Basic information and current topics regarding Flaviviridae

Virus Attachment, Entry, and Uncoating

Welcome to the first stage of the flavivirus life-cycle

In this section, we will be looking at everything from the Entry label to the endosome label in this diagram:

Flavivirus Life-cycle Image from: Chambers, T. J.,  et. al. The Flaviviruses: Structure, replication, and evolution (see references for full citation)

The attachment of any virus to the cell surface is a critical and determinant characteristic. After all, if phages could attach to human cell lines, we’d all be dead just from the massive amounts of viruses attached to us! Thankfully, this is not the case. And, in the same manner, not all Flaviviruses share the same tropism.

Saying that the Flaviviridae family infects only vertebrates doesn’t really limit the matches down a readable list, so we must describe their tropism backwards—that is, we must generalize about what enables these viruses to infect a cell. So, let’s take a look at what doors Flaviviridae holds the key to.

Flaviviruses have only thee structural proteins to work with when creating more viruses. As a result, the surface of the finished viral particle is a simple mix of nucleocapsid (C), membrane proteins (prM/M), and cell surface recognition proteins (E). Although it might not seem like much, these proteins are used to their full potential, and many perform multiple functions throughout the virus life-cycle.
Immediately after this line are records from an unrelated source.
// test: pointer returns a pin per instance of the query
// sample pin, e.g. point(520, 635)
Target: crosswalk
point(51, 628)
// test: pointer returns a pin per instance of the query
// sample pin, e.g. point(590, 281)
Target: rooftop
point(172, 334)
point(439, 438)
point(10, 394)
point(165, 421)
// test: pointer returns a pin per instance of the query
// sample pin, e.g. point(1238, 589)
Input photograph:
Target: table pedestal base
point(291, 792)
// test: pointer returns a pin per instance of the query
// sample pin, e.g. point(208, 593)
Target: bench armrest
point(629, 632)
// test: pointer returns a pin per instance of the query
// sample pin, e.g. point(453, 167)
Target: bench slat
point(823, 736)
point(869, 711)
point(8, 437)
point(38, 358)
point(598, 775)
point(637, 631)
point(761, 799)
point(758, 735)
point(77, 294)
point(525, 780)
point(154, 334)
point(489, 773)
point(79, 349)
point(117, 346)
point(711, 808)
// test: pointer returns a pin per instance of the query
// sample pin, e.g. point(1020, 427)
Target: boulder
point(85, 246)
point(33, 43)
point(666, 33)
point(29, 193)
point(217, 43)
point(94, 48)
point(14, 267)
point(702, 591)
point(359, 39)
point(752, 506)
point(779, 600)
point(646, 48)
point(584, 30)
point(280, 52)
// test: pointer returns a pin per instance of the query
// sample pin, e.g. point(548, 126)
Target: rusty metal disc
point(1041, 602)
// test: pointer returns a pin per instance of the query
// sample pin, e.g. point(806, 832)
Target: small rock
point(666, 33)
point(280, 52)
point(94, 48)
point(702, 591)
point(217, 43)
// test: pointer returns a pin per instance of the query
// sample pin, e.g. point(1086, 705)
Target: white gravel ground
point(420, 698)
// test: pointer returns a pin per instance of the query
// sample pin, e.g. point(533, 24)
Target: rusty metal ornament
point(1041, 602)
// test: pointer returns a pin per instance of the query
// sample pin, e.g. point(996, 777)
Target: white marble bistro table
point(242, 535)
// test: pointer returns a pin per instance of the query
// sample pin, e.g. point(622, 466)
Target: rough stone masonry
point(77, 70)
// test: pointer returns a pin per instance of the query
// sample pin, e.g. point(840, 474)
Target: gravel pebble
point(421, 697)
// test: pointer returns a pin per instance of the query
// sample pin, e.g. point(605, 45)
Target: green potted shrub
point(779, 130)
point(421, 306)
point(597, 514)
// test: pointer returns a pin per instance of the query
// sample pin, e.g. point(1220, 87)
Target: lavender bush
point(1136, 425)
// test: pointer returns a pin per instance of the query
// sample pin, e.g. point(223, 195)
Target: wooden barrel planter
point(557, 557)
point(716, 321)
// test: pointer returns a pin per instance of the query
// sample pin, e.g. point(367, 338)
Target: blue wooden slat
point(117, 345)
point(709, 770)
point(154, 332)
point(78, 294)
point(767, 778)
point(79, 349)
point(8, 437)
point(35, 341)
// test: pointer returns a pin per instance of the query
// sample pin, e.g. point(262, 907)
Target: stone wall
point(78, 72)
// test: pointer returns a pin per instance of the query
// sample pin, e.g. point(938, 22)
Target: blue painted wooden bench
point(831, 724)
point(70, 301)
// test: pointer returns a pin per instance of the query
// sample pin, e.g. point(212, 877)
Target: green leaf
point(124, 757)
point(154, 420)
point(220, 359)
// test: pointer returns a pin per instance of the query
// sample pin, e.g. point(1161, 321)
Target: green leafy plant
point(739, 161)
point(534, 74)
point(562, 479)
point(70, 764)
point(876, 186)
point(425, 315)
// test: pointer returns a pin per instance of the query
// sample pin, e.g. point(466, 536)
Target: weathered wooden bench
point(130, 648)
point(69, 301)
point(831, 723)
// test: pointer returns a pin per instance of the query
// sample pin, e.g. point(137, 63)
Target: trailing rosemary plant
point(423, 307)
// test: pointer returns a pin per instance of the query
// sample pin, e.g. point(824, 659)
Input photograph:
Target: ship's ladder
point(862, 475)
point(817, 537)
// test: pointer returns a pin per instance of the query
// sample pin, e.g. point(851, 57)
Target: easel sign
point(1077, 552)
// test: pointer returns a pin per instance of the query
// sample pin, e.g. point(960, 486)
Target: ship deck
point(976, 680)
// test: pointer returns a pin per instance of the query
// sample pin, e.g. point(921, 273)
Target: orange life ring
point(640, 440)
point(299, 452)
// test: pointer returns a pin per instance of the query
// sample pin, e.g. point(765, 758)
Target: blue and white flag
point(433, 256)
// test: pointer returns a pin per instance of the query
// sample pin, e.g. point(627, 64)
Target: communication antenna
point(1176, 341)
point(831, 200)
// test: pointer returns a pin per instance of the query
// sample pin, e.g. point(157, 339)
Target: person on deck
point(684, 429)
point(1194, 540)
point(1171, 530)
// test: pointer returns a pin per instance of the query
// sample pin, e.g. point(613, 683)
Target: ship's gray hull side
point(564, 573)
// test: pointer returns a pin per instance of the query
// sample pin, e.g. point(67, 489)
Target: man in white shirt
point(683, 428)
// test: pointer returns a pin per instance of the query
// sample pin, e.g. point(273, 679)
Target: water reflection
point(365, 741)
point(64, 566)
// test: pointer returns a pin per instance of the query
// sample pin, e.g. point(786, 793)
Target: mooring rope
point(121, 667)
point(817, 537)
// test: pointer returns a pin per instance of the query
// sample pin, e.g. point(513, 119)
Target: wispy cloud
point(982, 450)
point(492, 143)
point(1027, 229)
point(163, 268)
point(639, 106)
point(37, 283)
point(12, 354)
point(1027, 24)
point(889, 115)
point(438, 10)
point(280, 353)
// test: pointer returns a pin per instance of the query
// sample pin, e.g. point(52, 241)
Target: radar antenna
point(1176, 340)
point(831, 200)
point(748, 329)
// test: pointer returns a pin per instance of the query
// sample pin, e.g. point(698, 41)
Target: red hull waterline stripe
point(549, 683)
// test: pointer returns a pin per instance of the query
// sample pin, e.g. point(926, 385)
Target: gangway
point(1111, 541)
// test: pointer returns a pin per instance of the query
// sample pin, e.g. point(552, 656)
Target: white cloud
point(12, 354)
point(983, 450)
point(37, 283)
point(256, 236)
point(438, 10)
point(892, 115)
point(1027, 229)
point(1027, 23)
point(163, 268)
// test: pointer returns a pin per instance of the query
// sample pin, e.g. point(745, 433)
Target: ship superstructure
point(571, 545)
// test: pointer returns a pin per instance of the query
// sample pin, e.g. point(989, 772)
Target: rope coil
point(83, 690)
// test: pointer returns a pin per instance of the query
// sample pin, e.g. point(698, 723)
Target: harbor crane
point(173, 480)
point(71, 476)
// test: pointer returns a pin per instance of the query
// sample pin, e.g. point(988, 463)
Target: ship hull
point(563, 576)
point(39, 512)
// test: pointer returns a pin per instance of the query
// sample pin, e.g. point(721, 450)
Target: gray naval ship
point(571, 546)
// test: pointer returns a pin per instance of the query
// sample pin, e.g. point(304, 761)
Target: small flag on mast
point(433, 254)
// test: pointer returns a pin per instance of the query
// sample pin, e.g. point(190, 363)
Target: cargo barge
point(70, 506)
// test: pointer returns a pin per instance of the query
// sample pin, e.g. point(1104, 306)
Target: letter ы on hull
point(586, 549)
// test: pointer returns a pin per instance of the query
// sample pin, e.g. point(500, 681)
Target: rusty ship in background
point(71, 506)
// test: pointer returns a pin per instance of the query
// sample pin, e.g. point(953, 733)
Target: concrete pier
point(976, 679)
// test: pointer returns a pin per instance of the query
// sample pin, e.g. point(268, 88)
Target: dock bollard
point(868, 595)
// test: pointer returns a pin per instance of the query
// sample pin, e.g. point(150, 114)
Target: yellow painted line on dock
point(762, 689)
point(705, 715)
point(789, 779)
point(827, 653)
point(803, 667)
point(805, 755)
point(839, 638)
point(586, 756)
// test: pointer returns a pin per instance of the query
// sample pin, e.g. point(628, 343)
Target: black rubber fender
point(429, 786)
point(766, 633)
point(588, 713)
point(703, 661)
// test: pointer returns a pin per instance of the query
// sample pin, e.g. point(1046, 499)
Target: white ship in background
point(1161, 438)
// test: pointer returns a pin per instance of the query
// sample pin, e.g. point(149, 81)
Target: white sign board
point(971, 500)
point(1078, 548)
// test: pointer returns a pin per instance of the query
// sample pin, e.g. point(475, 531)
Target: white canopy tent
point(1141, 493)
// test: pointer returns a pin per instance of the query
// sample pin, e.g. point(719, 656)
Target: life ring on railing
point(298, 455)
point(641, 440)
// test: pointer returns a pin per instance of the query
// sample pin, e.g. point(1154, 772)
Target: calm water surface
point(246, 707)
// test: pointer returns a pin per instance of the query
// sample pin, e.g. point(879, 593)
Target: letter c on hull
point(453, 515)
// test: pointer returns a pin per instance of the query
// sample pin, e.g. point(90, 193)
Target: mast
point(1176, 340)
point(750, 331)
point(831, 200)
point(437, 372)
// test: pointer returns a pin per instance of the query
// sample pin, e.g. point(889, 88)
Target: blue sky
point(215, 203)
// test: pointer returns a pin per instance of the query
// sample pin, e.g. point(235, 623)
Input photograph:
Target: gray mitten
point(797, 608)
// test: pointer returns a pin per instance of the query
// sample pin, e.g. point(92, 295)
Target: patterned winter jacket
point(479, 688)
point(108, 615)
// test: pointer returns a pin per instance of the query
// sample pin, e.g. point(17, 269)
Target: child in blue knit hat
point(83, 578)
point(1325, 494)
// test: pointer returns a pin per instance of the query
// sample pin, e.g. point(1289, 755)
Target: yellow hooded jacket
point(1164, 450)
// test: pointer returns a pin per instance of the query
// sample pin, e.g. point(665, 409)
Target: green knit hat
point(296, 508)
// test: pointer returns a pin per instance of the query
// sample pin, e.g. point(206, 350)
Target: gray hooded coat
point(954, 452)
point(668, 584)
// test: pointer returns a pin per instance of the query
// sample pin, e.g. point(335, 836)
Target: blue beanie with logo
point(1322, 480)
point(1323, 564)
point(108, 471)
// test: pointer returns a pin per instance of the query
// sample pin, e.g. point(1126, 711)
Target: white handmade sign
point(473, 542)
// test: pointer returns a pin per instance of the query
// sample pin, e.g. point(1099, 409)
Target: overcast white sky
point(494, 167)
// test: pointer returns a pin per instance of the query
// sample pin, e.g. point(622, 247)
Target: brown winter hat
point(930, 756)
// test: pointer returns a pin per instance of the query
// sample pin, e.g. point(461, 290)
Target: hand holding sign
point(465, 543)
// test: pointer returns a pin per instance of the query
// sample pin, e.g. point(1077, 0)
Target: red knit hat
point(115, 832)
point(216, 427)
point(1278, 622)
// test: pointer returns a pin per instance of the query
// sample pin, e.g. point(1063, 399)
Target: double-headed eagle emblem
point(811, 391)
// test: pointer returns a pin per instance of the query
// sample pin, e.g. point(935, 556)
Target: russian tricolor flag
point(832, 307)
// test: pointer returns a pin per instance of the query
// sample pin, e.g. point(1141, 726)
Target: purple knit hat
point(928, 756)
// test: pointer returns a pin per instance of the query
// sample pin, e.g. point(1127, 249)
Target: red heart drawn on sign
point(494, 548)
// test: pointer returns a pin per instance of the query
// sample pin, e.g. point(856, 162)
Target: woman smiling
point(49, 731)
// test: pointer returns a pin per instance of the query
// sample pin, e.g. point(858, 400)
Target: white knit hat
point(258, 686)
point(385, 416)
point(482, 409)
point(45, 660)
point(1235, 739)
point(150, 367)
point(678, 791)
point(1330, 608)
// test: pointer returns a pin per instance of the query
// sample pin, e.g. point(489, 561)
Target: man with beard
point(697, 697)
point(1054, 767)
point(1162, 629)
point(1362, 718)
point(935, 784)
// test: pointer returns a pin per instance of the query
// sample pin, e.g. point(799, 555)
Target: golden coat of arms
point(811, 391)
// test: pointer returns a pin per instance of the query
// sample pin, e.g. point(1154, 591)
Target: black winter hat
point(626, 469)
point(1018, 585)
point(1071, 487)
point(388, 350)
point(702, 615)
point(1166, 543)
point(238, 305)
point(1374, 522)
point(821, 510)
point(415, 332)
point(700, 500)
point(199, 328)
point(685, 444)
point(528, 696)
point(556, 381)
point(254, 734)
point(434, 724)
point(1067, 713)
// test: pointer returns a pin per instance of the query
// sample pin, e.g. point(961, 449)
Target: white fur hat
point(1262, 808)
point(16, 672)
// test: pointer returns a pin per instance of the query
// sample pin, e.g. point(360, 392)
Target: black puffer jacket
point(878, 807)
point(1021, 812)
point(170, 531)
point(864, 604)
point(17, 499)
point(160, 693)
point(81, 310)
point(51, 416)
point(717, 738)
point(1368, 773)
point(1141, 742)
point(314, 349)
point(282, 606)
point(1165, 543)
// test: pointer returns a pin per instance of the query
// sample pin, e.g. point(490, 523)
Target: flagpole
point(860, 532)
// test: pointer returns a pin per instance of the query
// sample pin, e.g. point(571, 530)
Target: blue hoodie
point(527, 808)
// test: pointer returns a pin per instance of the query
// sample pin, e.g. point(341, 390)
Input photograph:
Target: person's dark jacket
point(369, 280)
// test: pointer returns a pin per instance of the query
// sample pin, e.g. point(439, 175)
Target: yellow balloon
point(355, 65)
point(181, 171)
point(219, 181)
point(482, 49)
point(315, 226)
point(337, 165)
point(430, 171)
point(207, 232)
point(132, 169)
The most determinant protein which affects a flavivirus’s tropism is the E glycoprotein, which acts as a binding factor and initiates membrane fusion. Phagocytic cells which express the immunoglobulin gamma (IgG) receptors on their cell-surface—specifically, the Fc-gamma-receptor—have a greater affinity for binding most flaviviruses due to opsonization with GpE and the complement IgG.1

It is important to note that flaviviruses enter the cell via receptor-mediated endocytosis, and that membrane fusion only occurs between the E protein and the endosomal membrane, not the cell membrane.3,4 Below is a figure which–rather artfully–shows the internalization of Dengue Virus into cancerous, human liver cells (Huh7 cell line). This figure simplifies and provides a visual basis for the attachment and entry of flaviviruses–I strongly suggest you take a look at the original published figure by clicking on the image! Be sure to note how the virus starts out being spatially stratified, but then centralize their location after entering the cell.

Click to navigate to the original diagram.

Figure 2. Internalization of Dengue Virus by the endosome.5
Image from Ang, F (2010). (see references for full citation)

So, in general, the E protein holds two specific functions: Binding to the cell-surface (attachment), and inducing fusion with the endosomal membrane (release).How the E protein is signaled to fuse with the membrane is still unknown, though it is widely accepted that the low pH of the endosome plays the main role in this phenomenon.2,3

Figure 3. The conformational change (C) that the E protein undergoes when in an acidic environment.
Image from: Chambers, T. J.,  et. al. The Flaviviruses: Structure, replication, and evolution. pp. 27

This conformational change is critical to the fusion activity between the viral proteins and the endosomal membrane, which allows the nucleocapsid to be released into the cytoplasm.

Following the fusion of the membrane, a flavivirus will then have its nucleocapsid released into the cytoplasm where it is ready for the next stage of the life-cycle, replication and biosynthesis.


1.       Peiris, JS (11/29/1979). “Antibody-mediated enhancement of Flavivirus replication in macrophage-like cell lines.”. Nature (London) (0028-0836), 282 (5738), p. 509.

2.       Nawa, M (1998). “Effects of bafilomycin A1 on Japanese encephalitis virus in C6 36 mosquito cells”. Archives of virology (0304-8608), 143 (8), p. 1555.

3.       Allison, SL (05/2001). “Mutational evidence for an internal fusion peptide in flavivirus envelope protein E.”. Journal of virology (0022-538X), 75 (9), p. 4268.

4.       Chambers, T. J., & Monath, T. P. (January 1, 2003). The Flaviviruses: Structure, replication, and evolution. p. 27, 65.

5.       Ang, F (2010). Small interference RNA profiling reveals the essential role of human membrane trafficking genes in mediating the infectious entry of dengue virus. Virology journal (1743-422X), 7, p. 24.